The legislation lowers a homeowner’s property tax liability for the 2015 fiscal year to the pre-storm, 2013 fiscal year amount. Under previous law, city residents who merely restored a building to its condition prior to the storm faced an increase in their property’s assessed valuation – and would therefore experience an increase in real property taxes. In an attempt to help these owners, the legislation authorizes the city to enact a law granting a partial abatement of real property taxes so owners will not have to incur the increases in fiscal year 2015.
“In the aftermath of Superstorm Sandy, homeowners across the downstate region were forced to invest in significant repairs to make their homes more resilient – investments that would increase their taxes under normal circumstances,” Cuomo said in a prepared statement. “Sandy was not a normal circumstance, however, and I will not allow taxes to be raised on property owners simply because they are repairing the damage that was done and planning wisely for the future.”
“This legislation will ensure that homeowners are protected as they look to build back better, stronger, and safer for the new reality of extreme weather,” Cuomo continued.
De Blasio thanked the mayor for signing the legislation that garnered bi-partisan support in the Assembly and state Senate.
“Property owners recovering from Sandy shouldn’t be forced to pay higher taxes simply becasue they rebuilt – and now they won’t,” de Blasio said. “We proposed this legislation because New Yorkers who have already been through so much deserve this basic relief.”
Queens legislators too praised the legislation, saying it was a move that would bring some relief to individuals who have been financially hemorrhaging following Sandy.

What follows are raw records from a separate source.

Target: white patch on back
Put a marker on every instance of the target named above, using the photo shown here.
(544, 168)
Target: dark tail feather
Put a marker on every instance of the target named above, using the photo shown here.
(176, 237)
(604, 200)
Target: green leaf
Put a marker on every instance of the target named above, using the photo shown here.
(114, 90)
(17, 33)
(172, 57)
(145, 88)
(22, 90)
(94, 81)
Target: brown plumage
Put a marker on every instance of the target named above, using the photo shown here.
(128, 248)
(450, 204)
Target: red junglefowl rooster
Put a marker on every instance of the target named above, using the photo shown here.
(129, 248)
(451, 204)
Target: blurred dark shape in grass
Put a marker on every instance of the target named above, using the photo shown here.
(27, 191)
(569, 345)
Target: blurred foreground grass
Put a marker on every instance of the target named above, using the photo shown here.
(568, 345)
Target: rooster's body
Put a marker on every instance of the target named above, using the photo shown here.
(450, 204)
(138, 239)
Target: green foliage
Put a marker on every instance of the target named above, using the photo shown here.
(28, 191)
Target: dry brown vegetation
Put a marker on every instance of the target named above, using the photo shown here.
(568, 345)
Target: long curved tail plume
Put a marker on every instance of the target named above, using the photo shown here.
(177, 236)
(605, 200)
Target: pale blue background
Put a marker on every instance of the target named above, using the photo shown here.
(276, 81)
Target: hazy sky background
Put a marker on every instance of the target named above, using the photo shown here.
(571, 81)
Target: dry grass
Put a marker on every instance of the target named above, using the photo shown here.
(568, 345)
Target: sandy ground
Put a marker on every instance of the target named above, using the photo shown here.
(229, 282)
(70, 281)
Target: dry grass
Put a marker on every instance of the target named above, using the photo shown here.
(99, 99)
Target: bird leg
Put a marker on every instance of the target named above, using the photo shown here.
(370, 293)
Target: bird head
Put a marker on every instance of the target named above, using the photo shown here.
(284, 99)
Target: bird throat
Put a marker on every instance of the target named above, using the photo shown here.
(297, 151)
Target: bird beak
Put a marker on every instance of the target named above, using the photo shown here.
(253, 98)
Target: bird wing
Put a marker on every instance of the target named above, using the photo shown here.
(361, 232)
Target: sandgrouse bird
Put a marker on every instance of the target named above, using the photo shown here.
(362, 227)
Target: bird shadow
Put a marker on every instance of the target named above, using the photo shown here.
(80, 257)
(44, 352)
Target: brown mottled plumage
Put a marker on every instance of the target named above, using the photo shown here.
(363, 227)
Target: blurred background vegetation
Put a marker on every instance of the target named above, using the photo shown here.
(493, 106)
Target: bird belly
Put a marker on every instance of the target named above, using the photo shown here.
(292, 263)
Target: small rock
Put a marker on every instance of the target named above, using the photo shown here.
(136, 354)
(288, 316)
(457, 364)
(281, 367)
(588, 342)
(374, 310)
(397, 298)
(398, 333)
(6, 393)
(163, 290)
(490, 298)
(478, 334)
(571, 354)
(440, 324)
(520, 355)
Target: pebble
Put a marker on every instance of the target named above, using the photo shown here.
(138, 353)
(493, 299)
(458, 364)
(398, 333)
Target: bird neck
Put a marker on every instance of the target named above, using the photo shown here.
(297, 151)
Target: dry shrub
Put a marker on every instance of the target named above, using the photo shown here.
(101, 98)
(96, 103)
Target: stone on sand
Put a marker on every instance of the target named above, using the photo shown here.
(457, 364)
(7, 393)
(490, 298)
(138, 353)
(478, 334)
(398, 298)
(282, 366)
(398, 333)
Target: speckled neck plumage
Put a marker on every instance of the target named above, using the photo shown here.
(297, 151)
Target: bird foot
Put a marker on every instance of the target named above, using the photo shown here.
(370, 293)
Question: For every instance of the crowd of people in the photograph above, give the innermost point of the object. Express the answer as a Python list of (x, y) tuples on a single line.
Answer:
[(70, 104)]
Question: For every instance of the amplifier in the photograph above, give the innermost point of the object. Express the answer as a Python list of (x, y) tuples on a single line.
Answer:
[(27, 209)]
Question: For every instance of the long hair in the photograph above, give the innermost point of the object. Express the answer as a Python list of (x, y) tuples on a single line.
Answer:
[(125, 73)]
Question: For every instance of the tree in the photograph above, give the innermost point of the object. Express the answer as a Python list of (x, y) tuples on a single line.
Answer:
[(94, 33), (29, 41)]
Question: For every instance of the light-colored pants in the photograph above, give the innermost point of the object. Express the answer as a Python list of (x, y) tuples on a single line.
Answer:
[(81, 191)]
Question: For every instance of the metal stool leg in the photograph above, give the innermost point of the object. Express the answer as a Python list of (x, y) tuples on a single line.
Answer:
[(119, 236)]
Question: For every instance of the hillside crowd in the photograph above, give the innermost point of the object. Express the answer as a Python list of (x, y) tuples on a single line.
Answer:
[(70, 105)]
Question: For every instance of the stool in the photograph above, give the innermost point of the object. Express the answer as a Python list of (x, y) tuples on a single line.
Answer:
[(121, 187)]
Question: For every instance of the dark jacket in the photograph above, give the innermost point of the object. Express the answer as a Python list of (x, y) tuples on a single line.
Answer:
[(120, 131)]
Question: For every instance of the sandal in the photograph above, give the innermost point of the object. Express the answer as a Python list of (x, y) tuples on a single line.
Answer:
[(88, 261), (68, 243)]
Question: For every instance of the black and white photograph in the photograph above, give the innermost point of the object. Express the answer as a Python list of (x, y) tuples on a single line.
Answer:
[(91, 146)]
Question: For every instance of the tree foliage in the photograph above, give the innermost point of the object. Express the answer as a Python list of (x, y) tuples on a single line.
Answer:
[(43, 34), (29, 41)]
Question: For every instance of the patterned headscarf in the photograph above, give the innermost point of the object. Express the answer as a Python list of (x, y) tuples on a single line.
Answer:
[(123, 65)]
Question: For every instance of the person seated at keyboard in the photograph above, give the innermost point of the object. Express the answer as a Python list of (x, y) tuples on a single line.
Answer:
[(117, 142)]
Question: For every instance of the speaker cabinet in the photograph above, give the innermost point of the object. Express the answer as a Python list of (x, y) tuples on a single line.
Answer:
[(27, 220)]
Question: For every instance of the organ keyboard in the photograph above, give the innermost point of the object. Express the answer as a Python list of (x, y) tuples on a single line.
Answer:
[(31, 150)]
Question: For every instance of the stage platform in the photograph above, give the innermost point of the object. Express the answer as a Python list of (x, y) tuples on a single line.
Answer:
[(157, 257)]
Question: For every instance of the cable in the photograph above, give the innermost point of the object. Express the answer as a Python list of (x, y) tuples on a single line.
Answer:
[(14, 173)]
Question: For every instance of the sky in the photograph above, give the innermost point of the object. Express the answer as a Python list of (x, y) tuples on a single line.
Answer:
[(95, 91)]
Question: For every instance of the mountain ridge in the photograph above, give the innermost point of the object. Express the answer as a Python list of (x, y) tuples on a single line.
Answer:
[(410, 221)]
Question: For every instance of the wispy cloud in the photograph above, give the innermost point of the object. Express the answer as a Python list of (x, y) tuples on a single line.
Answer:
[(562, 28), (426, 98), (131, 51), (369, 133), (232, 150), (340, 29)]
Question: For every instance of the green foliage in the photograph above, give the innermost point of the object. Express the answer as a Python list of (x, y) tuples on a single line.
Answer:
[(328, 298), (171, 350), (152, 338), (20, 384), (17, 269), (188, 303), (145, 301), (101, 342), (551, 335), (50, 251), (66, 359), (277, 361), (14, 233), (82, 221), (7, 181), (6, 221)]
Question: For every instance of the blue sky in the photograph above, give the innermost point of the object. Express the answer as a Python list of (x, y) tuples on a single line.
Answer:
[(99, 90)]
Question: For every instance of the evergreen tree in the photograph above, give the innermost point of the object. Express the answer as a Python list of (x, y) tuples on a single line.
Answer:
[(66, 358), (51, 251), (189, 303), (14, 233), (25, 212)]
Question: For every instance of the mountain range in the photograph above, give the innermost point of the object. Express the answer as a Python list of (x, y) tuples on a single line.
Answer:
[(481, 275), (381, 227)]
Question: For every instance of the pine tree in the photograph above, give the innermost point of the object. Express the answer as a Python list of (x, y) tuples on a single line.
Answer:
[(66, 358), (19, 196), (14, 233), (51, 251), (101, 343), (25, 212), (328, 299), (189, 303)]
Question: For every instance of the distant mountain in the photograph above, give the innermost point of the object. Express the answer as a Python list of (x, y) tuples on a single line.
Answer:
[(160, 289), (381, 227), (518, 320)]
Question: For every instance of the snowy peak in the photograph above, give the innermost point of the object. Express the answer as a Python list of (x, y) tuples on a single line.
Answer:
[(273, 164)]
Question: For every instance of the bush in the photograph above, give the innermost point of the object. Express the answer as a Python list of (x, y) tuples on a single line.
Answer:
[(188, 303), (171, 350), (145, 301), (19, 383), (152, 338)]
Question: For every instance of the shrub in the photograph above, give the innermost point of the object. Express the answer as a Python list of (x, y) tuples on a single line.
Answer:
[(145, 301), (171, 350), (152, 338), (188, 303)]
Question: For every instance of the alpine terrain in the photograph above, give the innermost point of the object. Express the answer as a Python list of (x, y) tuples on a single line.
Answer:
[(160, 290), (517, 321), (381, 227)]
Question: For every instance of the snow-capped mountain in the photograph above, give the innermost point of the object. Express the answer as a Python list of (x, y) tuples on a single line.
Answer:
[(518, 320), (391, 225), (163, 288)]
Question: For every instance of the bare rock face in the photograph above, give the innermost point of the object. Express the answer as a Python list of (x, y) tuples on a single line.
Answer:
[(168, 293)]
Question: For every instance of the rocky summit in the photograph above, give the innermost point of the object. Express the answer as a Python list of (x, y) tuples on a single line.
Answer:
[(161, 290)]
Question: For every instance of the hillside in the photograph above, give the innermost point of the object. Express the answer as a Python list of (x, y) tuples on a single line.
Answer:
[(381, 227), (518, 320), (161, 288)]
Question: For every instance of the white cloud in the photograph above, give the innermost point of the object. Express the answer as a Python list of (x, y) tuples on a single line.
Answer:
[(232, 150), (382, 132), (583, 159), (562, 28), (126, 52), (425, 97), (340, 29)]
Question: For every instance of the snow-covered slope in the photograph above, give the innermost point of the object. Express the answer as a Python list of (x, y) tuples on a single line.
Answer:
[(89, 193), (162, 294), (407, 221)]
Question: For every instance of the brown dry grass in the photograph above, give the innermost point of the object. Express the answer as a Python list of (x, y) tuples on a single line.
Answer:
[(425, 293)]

“A year and a half after Sandy, many of my constituents and other storm victims around New York City are still struggling to get back on their feet, repair their homes and businesses, and otherwise recover from this horrific weather event,” said state Sen. Joe Addabbo Jr. (D-Howard Beach), a co-sponsor of the property relief bill.
“The last thing these residents needed to endure were higher property tax bills even as they seek to rebuild their lives and our communities,” Addabbo continued. “Recovering from this storm is still a frustrating process. This law will help us to continue this vital progress.”
To qualify for the abatement, an eligible property must meet the following criteria: The city Department of Finance reduced the assessed valuation of the building on the property for fiscal year 2014 from the assessed valuation for the 2013 fiscal year as a result of damage caused by Sandy; the Finance Department increased the assessed valuation of the building for 2015 from its assessed valuation for 2014; and the assessed valuation of the building for 2015 exceeds that for 2013.